Generic detection systems are usually trained for broad international coverage and rely heavily on pattern matching. On Czech identifiers, that leads to poor performance: generic tools such as Presidio, AWS Macie, and Google DLP reach 22.7% on Czech identifier benchmarks, while FastPII exceeds 95% on the same problem class.

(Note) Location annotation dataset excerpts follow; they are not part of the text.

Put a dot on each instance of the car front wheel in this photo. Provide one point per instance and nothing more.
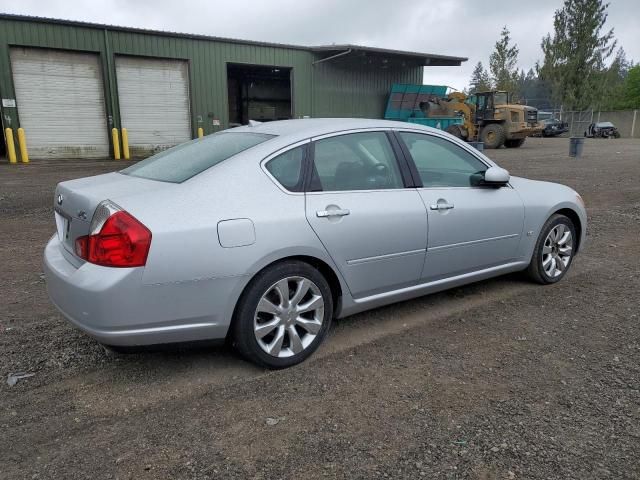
(554, 250)
(283, 315)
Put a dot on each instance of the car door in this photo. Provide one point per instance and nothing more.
(471, 227)
(374, 228)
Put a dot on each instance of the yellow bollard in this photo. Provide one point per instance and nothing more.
(11, 147)
(125, 144)
(116, 143)
(22, 144)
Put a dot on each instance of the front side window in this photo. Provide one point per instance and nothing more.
(356, 161)
(186, 160)
(442, 163)
(286, 168)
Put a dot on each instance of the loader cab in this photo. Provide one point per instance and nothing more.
(484, 103)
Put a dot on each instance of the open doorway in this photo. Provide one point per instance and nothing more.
(258, 93)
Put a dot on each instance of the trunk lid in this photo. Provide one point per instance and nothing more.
(75, 201)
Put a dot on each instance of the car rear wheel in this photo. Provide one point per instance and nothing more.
(514, 143)
(283, 315)
(554, 250)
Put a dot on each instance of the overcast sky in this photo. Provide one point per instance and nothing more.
(455, 27)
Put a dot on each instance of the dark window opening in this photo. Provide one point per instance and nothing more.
(258, 93)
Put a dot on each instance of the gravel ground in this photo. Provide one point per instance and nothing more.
(497, 380)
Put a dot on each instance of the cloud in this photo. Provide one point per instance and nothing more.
(455, 27)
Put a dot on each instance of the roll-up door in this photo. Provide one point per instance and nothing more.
(60, 100)
(154, 102)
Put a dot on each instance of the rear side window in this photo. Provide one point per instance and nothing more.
(186, 160)
(355, 161)
(286, 168)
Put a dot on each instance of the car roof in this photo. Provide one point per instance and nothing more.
(313, 127)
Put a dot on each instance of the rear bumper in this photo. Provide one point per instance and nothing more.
(526, 132)
(114, 306)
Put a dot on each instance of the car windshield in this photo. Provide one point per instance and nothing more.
(186, 160)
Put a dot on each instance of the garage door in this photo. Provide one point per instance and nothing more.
(154, 102)
(60, 99)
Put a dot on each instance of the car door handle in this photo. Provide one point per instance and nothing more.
(441, 206)
(341, 212)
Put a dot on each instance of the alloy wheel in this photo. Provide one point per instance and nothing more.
(557, 251)
(288, 317)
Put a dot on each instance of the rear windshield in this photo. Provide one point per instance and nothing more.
(186, 160)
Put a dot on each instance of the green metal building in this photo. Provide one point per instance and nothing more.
(69, 83)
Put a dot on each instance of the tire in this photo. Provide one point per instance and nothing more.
(454, 130)
(514, 143)
(540, 269)
(493, 135)
(281, 326)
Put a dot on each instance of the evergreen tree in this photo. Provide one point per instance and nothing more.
(480, 80)
(502, 63)
(575, 55)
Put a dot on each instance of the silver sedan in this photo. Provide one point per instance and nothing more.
(262, 234)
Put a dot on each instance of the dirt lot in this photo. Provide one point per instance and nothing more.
(500, 379)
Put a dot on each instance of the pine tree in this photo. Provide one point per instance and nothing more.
(503, 61)
(480, 80)
(575, 55)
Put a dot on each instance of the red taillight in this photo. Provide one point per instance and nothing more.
(121, 242)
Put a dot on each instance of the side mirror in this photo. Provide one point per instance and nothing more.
(496, 176)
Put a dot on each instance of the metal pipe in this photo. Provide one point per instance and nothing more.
(346, 52)
(125, 144)
(11, 147)
(116, 143)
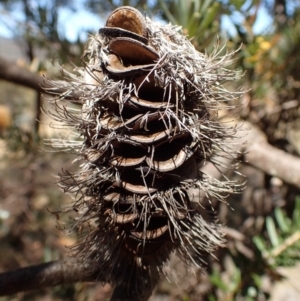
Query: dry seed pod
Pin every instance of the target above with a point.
(147, 127)
(128, 18)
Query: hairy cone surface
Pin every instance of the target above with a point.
(146, 126)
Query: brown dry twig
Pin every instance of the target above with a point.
(11, 72)
(44, 275)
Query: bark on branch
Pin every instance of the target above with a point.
(11, 72)
(44, 275)
(269, 159)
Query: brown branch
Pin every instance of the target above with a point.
(269, 159)
(11, 72)
(260, 154)
(44, 275)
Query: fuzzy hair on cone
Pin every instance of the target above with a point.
(144, 124)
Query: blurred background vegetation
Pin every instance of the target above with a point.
(262, 261)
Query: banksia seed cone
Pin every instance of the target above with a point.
(147, 125)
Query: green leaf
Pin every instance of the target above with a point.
(260, 243)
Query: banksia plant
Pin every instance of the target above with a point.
(145, 127)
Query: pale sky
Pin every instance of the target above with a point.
(74, 24)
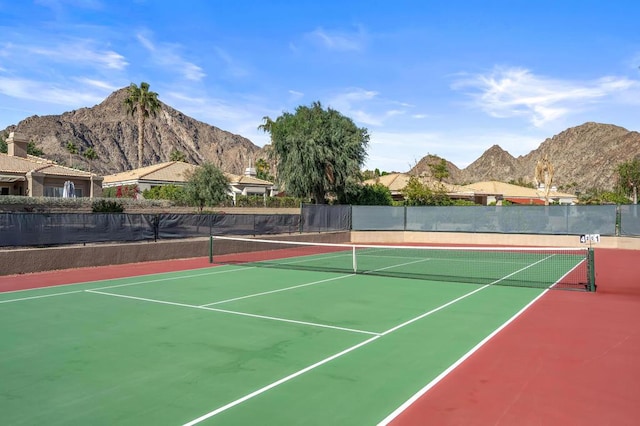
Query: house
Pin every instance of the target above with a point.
(396, 182)
(483, 193)
(177, 173)
(488, 192)
(27, 175)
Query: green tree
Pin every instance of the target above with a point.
(418, 194)
(439, 170)
(522, 182)
(316, 151)
(629, 179)
(367, 195)
(262, 170)
(72, 149)
(90, 154)
(32, 149)
(143, 103)
(177, 156)
(206, 186)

The difference is validation. FastPII does not stop at regex matches. It combines checksum validation and semantic rules to reject structurally invalid matches and reduce false positives.
What problem it solves
Czech identifiers such as rodné číslo, IČO, and DIČ are not reliably handled by generic PII tooling. These identifiers use country-specific rules:
- rodné číslo requires date parsing and checksum validation
- IČO uses a weighted checksum
- DIČ depends on Czech tax identifier formats and related validation rules
If detection is based on regex alone, invalid values can still be classified as PII, and valid values may be missed when formatting varies.
How FastPII works
FastPII combines:
- regex pattern matching for candidate extraction
- checksum validation such as Mod 11 and weighted sums
- semantic rules for context-sensitive entities
- overlap resolution to keep the strongest result when spans collide
This is why the SDK can distinguish between a string that looks like a Czech identifier and one that is actually valid.
Current feature set
FastPII currently registers 11 Czech detectors through PrivacyGuard:
rodne_cisloicodicbank_accountpostal_codephoneemailnameaddressdate_of_birthvehicle_plate
Core package characteristics:
- zero core dependencies
- Python package:
fastpii - CLI included
- FastAPI integration available through optional extras
- LangChain integration available through optional extras
- MCP integration in the SDK source
Current scope
The current production region is Czech Republic only:
from fastpii import PrivacyGuard
guard = PrivacyGuard(regions=["cz"])The SDK is extensible through a pattern registry and detector registration model, but the only built-in region at the moment is cz.
GDPR note on rodné číslo
Rodné číslo is not just an identifier. Its structure reveals date of birth, and for standard post-1954 forms it also reveals biological sex through the encoded month offset. That makes it sensitive in GDPR contexts, including Article 9 considerations where sex-related information can be inferred from the value itself.
Comparison
| Identifier | FastPII | Microsoft Presidio | AWS Macie | Google DLP |
|---|---|---|---|---|
| rodné číslo | Yes, Czech-specific detection with checksum and metadata extraction | No native Czech support | No native Czech support | No native Czech support |
| IČO | Yes, weighted checksum validation | No native Czech support | No native Czech support | No native Czech support |
| DIČ | Yes, Czech format and validation rules | No native Czech support | No native Czech support | No native Czech support |
Use FastPII when you need deterministic handling of Czech identifiers instead of broad but low-accuracy generic PII coverage.